Zarówno holownik „Konrad”, jak i statek wycieczkowy „Daria” nie posiadają ważnych dokumentów bezpieczeństwa, przez co ich stan techniczny pozostaje nieznany. Od lat bezprawnie cumują przy bulwarze Piastowskim.
- Nasza spółka od kilku lat podejmuje wszelkie możliwe i dostępne działania – zarówno administracyjne, jak i prawne. Za bezumowne zajmowanie nabrzeża przez jednostki nalicza należności wobec armatora. Niestety, bezskutecznie. Armator do tej pory nie uregulował zadłużenia oraz nie podjął żadnego kontaktu z naszą spółką – informuje Celina Wołosz, rzecznik prasowa miejskiej spółki Żegluga Szczecińska Turystyka Wydarzenia.
„Stwarzają realne zagrożenie”
Żegluga Szczecińska ma ograniczone możliwości, dlatego w sprawę angażuje inne służby.
- W ostatnich tygodniach spotkaliśmy się z przedstawicielami Urzędu Żeglugi Śródlądowej i Wód Polskich. Wspólnie próbujemy znaleźć rozwiązanie, które umożliwi usunięcie jednostek z nabrzeża. Sprawy nie ułatwia brak kontaktu z właścicielem jednostek, który nie odpowiada na korespondencje i nie wstawia się na wezwania – dodaje Celina Wołosz.
Urząd Żeglugi Śródlądowej również nie posiada narzędzi i kompetencji, dzięki którym mógłby zlecić odholowanie i usunięcie statków. Dlatego też Żegluga Szczecińska zwróciła się o pomoc do wojewody zachodniopomorskiego.
- Jednostki stwarzają realne zagrożenie dla ludzi i środowiska, dlatego zależy nam, aby jak najszybciej znaleźć rozwiązanie z tej sytuacji – podkreśla Celina Wołosz.
„Sprawa jest skomplikowana prawnie”
Jak się okazuje, wojewoda także nie może usunąć „Darii” i „Konrada” z nabrzeża.

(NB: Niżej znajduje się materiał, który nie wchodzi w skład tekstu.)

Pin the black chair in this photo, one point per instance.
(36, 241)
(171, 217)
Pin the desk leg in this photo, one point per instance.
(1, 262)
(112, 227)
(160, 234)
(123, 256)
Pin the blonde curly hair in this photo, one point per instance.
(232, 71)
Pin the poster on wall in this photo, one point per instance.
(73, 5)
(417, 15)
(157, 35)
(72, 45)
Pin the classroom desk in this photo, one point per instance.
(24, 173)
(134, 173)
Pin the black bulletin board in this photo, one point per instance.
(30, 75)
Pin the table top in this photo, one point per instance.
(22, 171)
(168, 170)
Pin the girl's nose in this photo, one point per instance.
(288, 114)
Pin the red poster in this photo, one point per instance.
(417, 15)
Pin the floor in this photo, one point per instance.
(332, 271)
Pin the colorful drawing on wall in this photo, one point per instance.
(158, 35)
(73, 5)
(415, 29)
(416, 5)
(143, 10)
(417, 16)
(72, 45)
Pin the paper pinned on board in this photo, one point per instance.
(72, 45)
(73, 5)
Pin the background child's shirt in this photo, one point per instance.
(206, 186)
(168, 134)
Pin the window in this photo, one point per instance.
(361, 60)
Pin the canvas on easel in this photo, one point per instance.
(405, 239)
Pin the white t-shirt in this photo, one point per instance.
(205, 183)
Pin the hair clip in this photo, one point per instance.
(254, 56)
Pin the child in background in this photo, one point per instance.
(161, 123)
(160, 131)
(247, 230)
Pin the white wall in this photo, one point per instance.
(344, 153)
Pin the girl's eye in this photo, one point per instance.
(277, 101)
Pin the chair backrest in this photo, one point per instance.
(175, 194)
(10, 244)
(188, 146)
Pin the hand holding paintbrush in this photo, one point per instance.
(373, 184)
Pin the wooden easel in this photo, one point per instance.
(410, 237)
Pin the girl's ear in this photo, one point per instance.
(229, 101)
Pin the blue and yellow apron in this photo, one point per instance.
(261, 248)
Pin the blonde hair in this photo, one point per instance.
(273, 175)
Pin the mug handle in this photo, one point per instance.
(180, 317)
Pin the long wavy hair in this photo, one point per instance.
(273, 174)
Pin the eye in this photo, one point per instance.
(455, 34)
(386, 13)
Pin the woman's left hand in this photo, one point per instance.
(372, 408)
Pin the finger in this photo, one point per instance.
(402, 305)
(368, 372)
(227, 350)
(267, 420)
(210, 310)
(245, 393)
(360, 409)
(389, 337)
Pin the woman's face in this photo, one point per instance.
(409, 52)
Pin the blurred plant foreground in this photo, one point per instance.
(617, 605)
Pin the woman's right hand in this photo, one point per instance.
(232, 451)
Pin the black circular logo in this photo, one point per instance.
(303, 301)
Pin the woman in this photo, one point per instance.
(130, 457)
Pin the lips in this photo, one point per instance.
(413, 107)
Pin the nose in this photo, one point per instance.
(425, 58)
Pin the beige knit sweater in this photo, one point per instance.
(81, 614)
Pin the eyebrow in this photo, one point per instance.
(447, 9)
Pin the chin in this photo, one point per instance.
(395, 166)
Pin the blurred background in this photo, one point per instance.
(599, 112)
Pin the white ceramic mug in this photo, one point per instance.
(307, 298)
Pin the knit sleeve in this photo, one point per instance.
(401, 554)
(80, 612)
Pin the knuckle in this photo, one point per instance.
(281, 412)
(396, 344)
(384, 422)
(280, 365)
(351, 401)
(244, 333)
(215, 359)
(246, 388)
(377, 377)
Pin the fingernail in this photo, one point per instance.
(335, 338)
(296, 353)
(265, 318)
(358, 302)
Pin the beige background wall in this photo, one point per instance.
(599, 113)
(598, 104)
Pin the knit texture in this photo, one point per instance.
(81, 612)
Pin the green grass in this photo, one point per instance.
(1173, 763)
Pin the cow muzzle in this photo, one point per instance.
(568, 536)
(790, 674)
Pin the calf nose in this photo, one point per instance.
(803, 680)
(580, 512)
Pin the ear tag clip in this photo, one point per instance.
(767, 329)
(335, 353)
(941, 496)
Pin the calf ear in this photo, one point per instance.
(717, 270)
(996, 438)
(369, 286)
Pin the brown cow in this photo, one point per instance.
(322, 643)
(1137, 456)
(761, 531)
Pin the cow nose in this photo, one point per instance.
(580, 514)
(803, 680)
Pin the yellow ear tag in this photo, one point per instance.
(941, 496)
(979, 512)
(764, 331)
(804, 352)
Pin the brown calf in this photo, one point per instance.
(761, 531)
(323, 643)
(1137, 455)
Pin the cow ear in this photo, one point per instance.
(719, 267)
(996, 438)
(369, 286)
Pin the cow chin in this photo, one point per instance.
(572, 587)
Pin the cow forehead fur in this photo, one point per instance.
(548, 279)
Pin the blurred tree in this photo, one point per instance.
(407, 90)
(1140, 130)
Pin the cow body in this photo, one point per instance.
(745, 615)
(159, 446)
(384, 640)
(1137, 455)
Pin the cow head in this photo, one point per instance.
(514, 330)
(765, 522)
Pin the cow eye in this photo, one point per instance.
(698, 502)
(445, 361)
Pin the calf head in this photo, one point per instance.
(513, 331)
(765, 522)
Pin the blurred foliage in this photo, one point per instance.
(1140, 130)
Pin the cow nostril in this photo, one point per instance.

- Nie ma też podstaw do wydania decyzji administracyjnej, która nałoży na jakąś instytucję lub podmiot obowiązek usunięcia statków – informuje Piotr Pieleszek z centrum prasowego Zachodniopomorskiego Urzędu Wojewódzkiego. - Zgodnie z informacjami przekazanymi przez Żeglugę Szczecińską, sprawa jednostek „Daria” i „Konrad” jest skomplikowana prawnie i wymaga współdziałania różnych instytucji, które zajmują się egzekwowaniem prawa dotyczącego administracji i żeglugi oraz ochroną środowiska.
W przyszłym tygodniu zaplanowane jest kolejne spotkanie przedstawicieli Wód Polskich, Urzędu Żeglugi Śródlądowej oraz Żeglugi Szczecińskiej.